# [HOWTO][ PICTURE GUIDE ] [LG Optimus One P500]Update your firmware using KDZ Updater



## Gollum (Aug 9, 2011)

Since most of all are newbs and don't want to get into all the android jargon I created a small tutorial from all the existing ones to update the firmware of LG OPTIMUS ONE P500 
Q: What is this tutorial meant to do?
A: Help you to update/flash official firmware on your phone [helpful for those with slow or no internet connection]
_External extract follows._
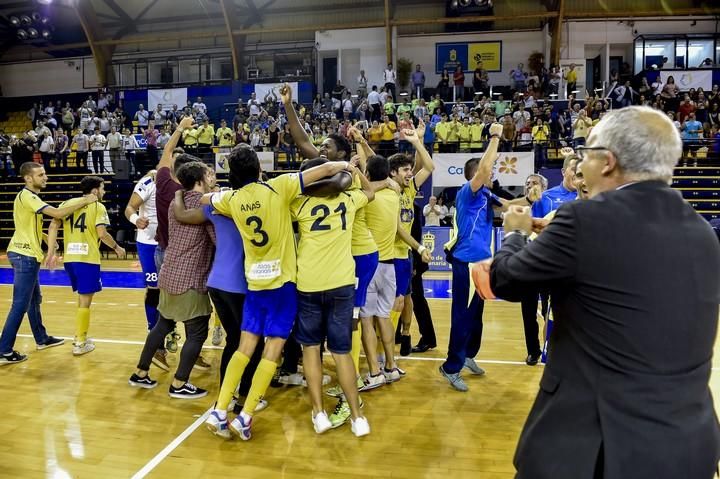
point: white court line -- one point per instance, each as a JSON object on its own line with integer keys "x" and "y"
{"x": 155, "y": 461}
So first off all you need to download the following files.
*KDZ updater*


> *csmg.lgmobile.com:9002/*forum.xda-developers.com/attachment.php?attachmentid=420545&d=1287222698



*LG official firmware android version v2.2.2 build v10E created by VIjayKumar*


> *csmg.lgmobile.com:9002/swdata/WEBSW/LGP500/AINDBK/V10e_00/V10E_00.kdz


A major part of the procedure is created by victortangocharlie, rest edited by me  (pictures etc)


			
				victortangocharlie and edited by nikhil4186 said:
			
		

> *Procedure to install original firmware using KDZ-FW-UPD.exe ( KDZ FIRMWARE UPDATER )*
> 
> _[Note: This procedure was used to install V10E_00.kdz(android2.2.2)  over V10b_00.kdz(android2.2) on an unbranded Indian GSM model of LG  P500 using a Windows xp 32bit service pack 3.]
> _
> ...


----------



## coderunknown (Aug 9, 2011)

*Re: [HOWTO][ PICTURE GUIDE ] [LG Optimus One P500]Update your firmware using KDZ Upda*

good work  

BTW what is the difference between official v10E & the one you gave the link?


----------



## Gollum (Aug 9, 2011)

*Re: [HOWTO][ PICTURE GUIDE ] [LG Optimus One P500]Update your firmware using KDZ Upda*

v10e will solve three sd card un mount issue from p500.
removes stutter from xvid video having vertical resolution of 400 and above with combination with horizontal resolution of 720.
ui is more smooth
more free cache
updated calendar, now shows events


----------



## coderunknown (Aug 9, 2011)

*Re: [HOWTO][ PICTURE GUIDE ] [LG Optimus One P500]Update your firmware using KDZ Upda*

i know but what does 





> created by VIjayKumar


 mean? crapwares removed?


----------



## Gollum (Aug 9, 2011)

*Re: [HOWTO][ PICTURE GUIDE ] [LG Optimus One P500]Update your firmware using KDZ Upda*

the guy who compiled the firmware, also responsible for crapware addition to an otherwise good firmware.


----------



## shuhailnp (Aug 10, 2011)

*Re: [HOWTO][ PICTURE GUIDE ] [LG Optimus One P500]Update your firmware using KDZ Upda*

The link given by you is of official firmware where is vijaykumars ?


----------



## Gollum (Aug 10, 2011)

*Re: [HOWTO][ PICTURE GUIDE ] [LG Optimus One P500]Update your firmware using KDZ Upda*

vijay kumar is an lg engineer


----------



## shuhailnp (Aug 10, 2011)

*Re: [HOWTO][ PICTURE GUIDE ] [LG Optimus One P500]Update your firmware using KDZ Upda*

oh ok like that ....


----------



## kausarayub (Aug 11, 2011)

*Re: [HOWTO][ PICTURE GUIDE ] [LG Optimus One P500]Update your firmware using KDZ Upda*



Gollum said:


> Since most of all are newbs and don't want to get into all the android jargon I created a small tutorial from all the existing ones to update the firmware of LG OPTIMUS ONE P500
> Q: What is this tutorial meant to do?
> A: Help you to update/flash official firmware on your phone [helpful for those with slow or no internet connection]
> 
> ...




very good job


----------



## thetechfreak (Aug 17, 2011)

*Re: [HOWTO][ PICTURE GUIDE ] [LG Optimus One P500]Update your firmware using KDZ Upda*

Well, this is a nice post 


Thanks for posting it to everyone 
Rep ++


----------



## d6bmg (Aug 25, 2011)

*Re: [HOWTO][ PICTURE GUIDE ] [LG Optimus One P500]Update your firmware using KDZ Upda*

Very nice guide.


----------